地域のチカラ ~伴走支援の現場~
生クリームが主役のカフェ 地域のファンを増やしたい
大山町の国道9号線沿いに、目をひく青い布を張った店がある。カップを口にする舞妓さんの絵に「齧珈琲」の文字。三重県からIターンした西村太一さんが開いたKazy Coffee(カジイコーヒー)だ。
大阪の不動産業で働いていた時に知り合った大山町出身の後藤翔さんと、一緒に何かやろうと候補地を探した。下見に来た大山町で「水がきれいでモサエビもおいしい。海や山の幸が豊かで、ここだと思った」と西村さん。古民家を改修してカフェを開くことを決め、大山町商工会に資金面の相談をした。
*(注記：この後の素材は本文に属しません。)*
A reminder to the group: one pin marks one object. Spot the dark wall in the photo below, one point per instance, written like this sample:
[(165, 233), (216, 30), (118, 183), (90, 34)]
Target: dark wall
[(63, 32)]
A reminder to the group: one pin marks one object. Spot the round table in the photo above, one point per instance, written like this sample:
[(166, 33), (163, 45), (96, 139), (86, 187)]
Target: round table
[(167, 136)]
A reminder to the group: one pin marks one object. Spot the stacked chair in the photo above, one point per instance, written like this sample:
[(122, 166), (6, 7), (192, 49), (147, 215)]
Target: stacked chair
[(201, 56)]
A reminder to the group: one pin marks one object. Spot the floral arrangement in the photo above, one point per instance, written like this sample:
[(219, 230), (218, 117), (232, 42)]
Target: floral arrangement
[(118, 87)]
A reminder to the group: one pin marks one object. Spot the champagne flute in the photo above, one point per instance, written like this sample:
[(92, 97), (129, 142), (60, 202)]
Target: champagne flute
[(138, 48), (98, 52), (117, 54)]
西村さんは飲食店で働いた経験はあるが、経営は初めて。商工会担当者と相談しながら計画を練り上げ、2023年3月に開店した。「第三者の目で計画の弱点などをアドバイスしてもらい勉強になった」。地域貢献や商品の魅力を高める方法など、多くのビジネスを見ている商工会の強みを感じた、という。
▼生クリームをおいしく味わって
メニューでは生クリームにこだわった。ケーキや飲み物の「添えもの」を主役にして、飲み物やティラミスに載せるほか、生クリームだけを食べることもできる。黒糖やミント味もあり、その場で混ぜて提供するため、とろみがあり香り高い。味も量も自分好みにカスタムできる。
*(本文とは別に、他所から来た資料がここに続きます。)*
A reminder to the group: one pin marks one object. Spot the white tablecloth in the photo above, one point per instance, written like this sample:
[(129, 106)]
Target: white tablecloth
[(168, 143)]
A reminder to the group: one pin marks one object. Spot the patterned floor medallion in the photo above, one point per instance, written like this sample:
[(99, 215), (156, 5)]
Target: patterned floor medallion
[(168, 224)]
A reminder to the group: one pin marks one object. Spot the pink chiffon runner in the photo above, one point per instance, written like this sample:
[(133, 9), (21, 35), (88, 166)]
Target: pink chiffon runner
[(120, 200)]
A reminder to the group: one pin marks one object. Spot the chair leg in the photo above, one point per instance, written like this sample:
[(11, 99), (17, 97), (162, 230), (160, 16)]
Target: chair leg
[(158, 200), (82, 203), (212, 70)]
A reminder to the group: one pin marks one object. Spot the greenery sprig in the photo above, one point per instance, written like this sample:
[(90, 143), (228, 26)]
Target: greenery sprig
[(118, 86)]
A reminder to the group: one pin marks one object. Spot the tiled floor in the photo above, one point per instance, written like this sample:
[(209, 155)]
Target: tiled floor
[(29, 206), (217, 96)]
地産地消を心がけ、生クリームや牛乳のほかに、抹茶やブルーベリーの生産者とは大山町商工会のマッチング支援で繋がり、季節ごとに商品開発を行う。「困ったときは頼りにしています」と西村さん。
▼店をきっかけに、地域を好きになって欲しい
テイクアウト中心だが店内にイスもあり、こだわりの内装は写真を撮りたくなる工夫がたくさん。商品を片手に町を歩くことも勧めている。「うちをきっかけに地元の良いところを知って欲しい。その中から僕らのように移住し、店を開く人が出てくれば嬉しい」と西村さん。
大山町商工会の松嶋遼太郎主任が「情報発信が上手で、画像や動画のセンスを持っているのが強い」と保証するように、SNSを活用し、県内外から人が集まる店になった。もっと気軽に利用してもらうため、トーストやプリンなど手軽なメニューを増やし、自宅で楽しめるよう通信販売も計画している。「お客様が自慢できるカフェに」と努力を続けている。
▼経営支援専門員の声 西部商工会産業支援センター 主任 松嶋 遼太郎
大山町の御来屋地区を活性化させたいという思いの基、「テイクアウトカフェ×映える写真×体験」をコンセプトにした事業計画を作成された西村さんの狙いは、創業後すぐに各種メディアへの取材など、多くの反響を呼ぶものとなりました。Instagramの4,800人のフォロワーへの発信力は大きな武器となっています。これからも商品と地域の魅力を発信し続ける西村さんの相談相手となり、今後の発展を後押しできるような支援を継続していきたいと思います。